One tight cluster out of five. Cluster 4, with 64 features, where a single axis of variation explains 81% of everything happening in that cluster. These features move in near-lockstep. Like a choir singing in unison. The remaining four clusters are loose coalitions. Features that fire together but with more independence. Like a jazz ensemble where everyone is playing in the same key but improvising their own parts.

Arshavir Blackwell, PhD

This is the same ratio we found in Marcus. One tight, four loose. And the same ratio we found in ad copy. One tight, four loose. Three corpora, three very different types of text, and the model organizes its adaptation the same way every time.

Arshavir Blackwell, PhD

A quick note on methodology here. The Marcus numbers we're comparing against are slightly different from what we reported in Articles 2 and 3. That's because we went back and applied the same combined SAE approach and the same specificity cutoffs to Marcus. We had to, in order to make the comparison fair. This removed five features that were base-dominant. The cluster sizes shifted slightly. The structural findings stayed the same.

Arshavir Blackwell, PhD

Seneca's Cluster 2 is a beast. 141 features, the largest cluster in any corpus we've tested. And a peak causal delta of 2.9482.

Arshavir Blackwell, PhD

What does that mean? We take the cluster's features, zero them out through the SAE, and measure how much the model's next-word predictions shift. The bigger the number, the more the model depends on that cluster. Marcus peaked at about 0.94. Ad copy peaked at 0.65. Seneca's peak is 2.95. The Seneca LoRA concentrates more of its learned adaptation into a single dominant cluster than either previous corpus.

Arshavir Blackwell, PhD

What does Cluster 2 actually respond to? Philosophical argumentation. Its top-firing passages are about the advice of Attalus, the poetry of Cleanthes addressing Jupiter, and a meditation on humanity's relationship with nature. The top causal token is "for," the connective tissue of reasoned argument. This cluster encodes how Seneca builds and connects philosophical claims.

Arshavir Blackwell, PhD

When we measure how much better the Seneca LoRA's SAE reconstructs Seneca text compared to the base model's SAE, on held-out text the model never trained on, we get a median gap of 2.78 times.

Arshavir Blackwell, PhD

That's real.

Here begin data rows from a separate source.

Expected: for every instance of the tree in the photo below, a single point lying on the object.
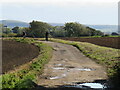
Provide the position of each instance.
(76, 30)
(15, 29)
(38, 29)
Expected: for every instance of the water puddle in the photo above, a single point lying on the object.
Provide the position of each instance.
(58, 68)
(86, 86)
(93, 85)
(82, 69)
(58, 77)
(59, 65)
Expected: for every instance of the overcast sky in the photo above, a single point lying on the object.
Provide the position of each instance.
(61, 11)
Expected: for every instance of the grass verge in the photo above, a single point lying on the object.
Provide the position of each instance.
(24, 78)
(108, 57)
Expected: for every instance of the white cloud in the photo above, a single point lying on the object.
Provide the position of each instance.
(61, 1)
(64, 3)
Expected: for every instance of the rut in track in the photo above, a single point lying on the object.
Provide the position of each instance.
(69, 65)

The LoRA genuinely learned Seneca-specific structure. But it's smaller than Marcus at about five times, and much smaller than ad copy at 7.7 times.

Arshavir Blackwell, PhD

The ordering makes sense. Seneca's philosophical prose is closer to the kind of text the base model already handles well. Ad copy, with its extreme stylistic variety, things like "bestie we need to talk about your jewelry situation," that's the farthest from standard English, so the LoRA has to do the most work. Marcus sits in the middle. Seneca, whose prose is arguably the most conventionally readable of the three, requires the least new construction.

Arshavir Blackwell, PhD

This confirms something we suggested in Article 3. The cross-reconstruction gap isn't just measuring whether the LoRA learned something. It's measuring how much work the LoRA had to do. The distance between the target text and what the model could already produce.

Arshavir Blackwell, PhD

The Seneca LoRA created 56 purpose-built features out of 1,194 active features. That's about 4.7%. Marcus came in at 5.2%. Nearly identical. Both are single philosophical voices that are relatively close to what the model already knows.

Arshavir Blackwell, PhD

Ad copy, with twelve wildly different styles crammed into one LoRA, needed 12.2% purpose-built features. The pattern is clear. The more different the target text is from what the model already knows, the more new machinery it has to build. Philosophical text reuses most of the existing features and only builds a small number of new ones. Commercial copy across twelve registers needs roughly twice the proportion of dedicated features.

Arshavir Blackwell, PhD

Every structural finding from Marcus and ad copy holds for Seneca. Two encoding regimes: one tight, four loose. Cluster-level causal effects that dwarf individual features. An inert cluster. The cross-reconstruction gap scales with task difficulty. Feature specificity does too.

Arshavir Blackwell, PhD

Three corpora, three very different kinds of text, and the model organizes its adaptation the same way every time.

Arshavir Blackwell, PhD

That's the replication story, and it matters, because a pattern that shows up once could be an artifact. A pattern that shows up three times is structure.

Arshavir Blackwell, PhD

But replication is only half of what Seneca gave us. Now that we know the structural findings are real, the next question is: what can a second philosophical corpus teach us that a single one couldn't? It turns out, quite a lot. We'll pick that up next time. I'm Arshavir Blackwell and this has been Inside the Black Box.